On 5/11/07, Larry <email@example.com> wrote:
> On Fri, 11 May 2007, Mike Dougherty wrote:
> > On 5/11/07, firstname.lastname@example.org <email@example.com> wrote:
> >> My analogy is lost, but Second Life still sucks. There have for years
> >> more accessible and efficient methods for an online seminar. It's a
> >> that being marginally shinier and having a lot of users who build
> >> crap should cement its pervasive application.
> > The dark side of "Shock Level 4" is not all the advanced technological
> > benefit that enlightened individuals can conceive, but the perversions
> > that they will be applied to for/by those less enlightened.
> This has to be taken as a given, technology doesn't change basic human
> drives. Come up with a neat new piece of technology, and people are going
> to think "how will this get me more money, get me laid, get me high, give
> me power". Even given the power to change the genome, it will likely be
> these urges that influence the changes.
> The place everyone makes a mistake is thinking "oh thats horrible!", and
> trying to be above it all. Humans are the most dangerous animals
> on the planet, if you owned a lion you'd make sure it was well fed and
> well treated. Yet humans who are the most dangerous animal of all,
> we starve and abuse the poor animal inside while pretending to be
> something special and pure above having an animal nature. The
> fundamentalists show where this leads, despising life and the
> world, praying for global suicide to put them out of there misery.
> I'll argue for the intentional antimonian approach.

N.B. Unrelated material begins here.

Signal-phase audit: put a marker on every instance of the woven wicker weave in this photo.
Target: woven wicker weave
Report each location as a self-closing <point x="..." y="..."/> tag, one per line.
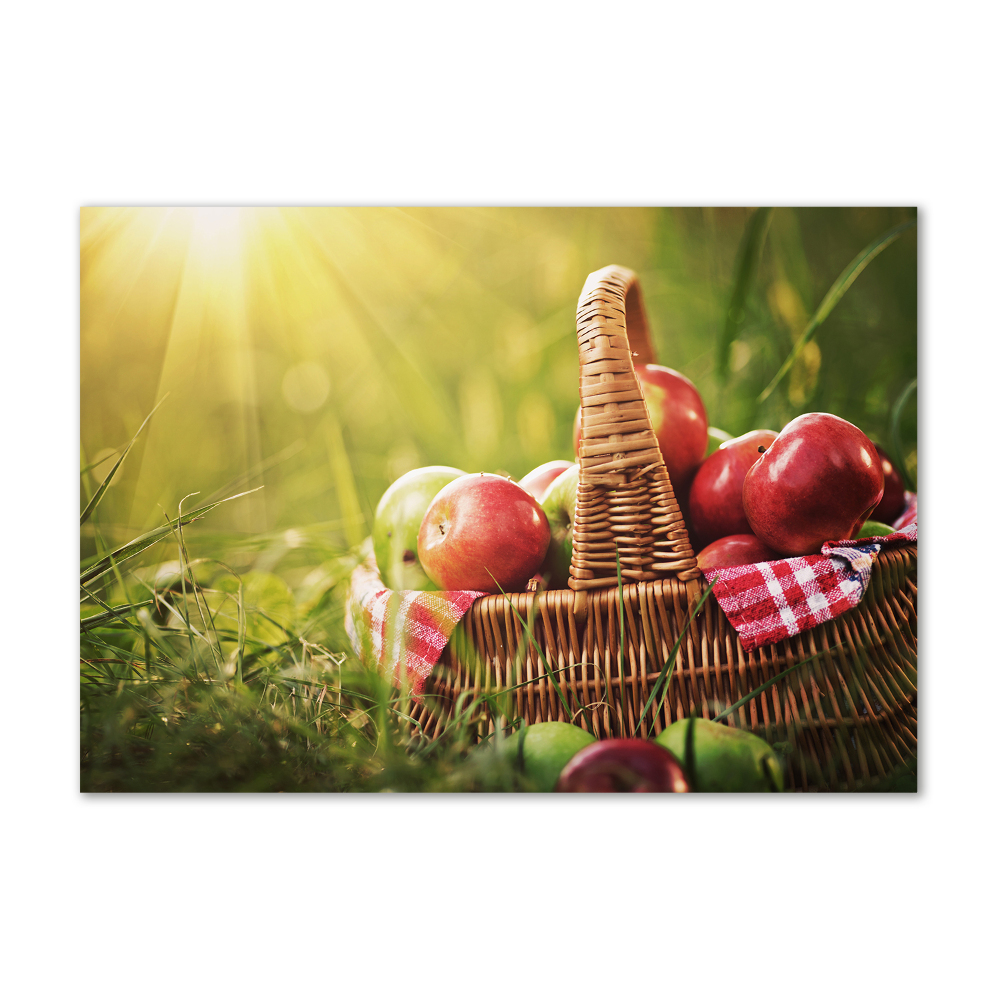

> If the first use of true virtual reality means being able to go online
> and having mind blowingly realistic sex with someone 1/2 way around the
> planet, thats a great thing. It means that persons going to be nice to
> people that day, and being well satiated may be thinking about the future
> of the human race rather than getting revenge on the person who just cut
> them off. That person who cut them off won't be stressed out, and will
> think more carefully about the rational for war.
> Human nature will win in the end, we can feed the lion on our own terms,
> or ignore it and it will feed on its terms. Given the power that is coming
> into our hands, I don't see a choice. We must stop the purity game, else
> we put our power in the hands of angry wild animals.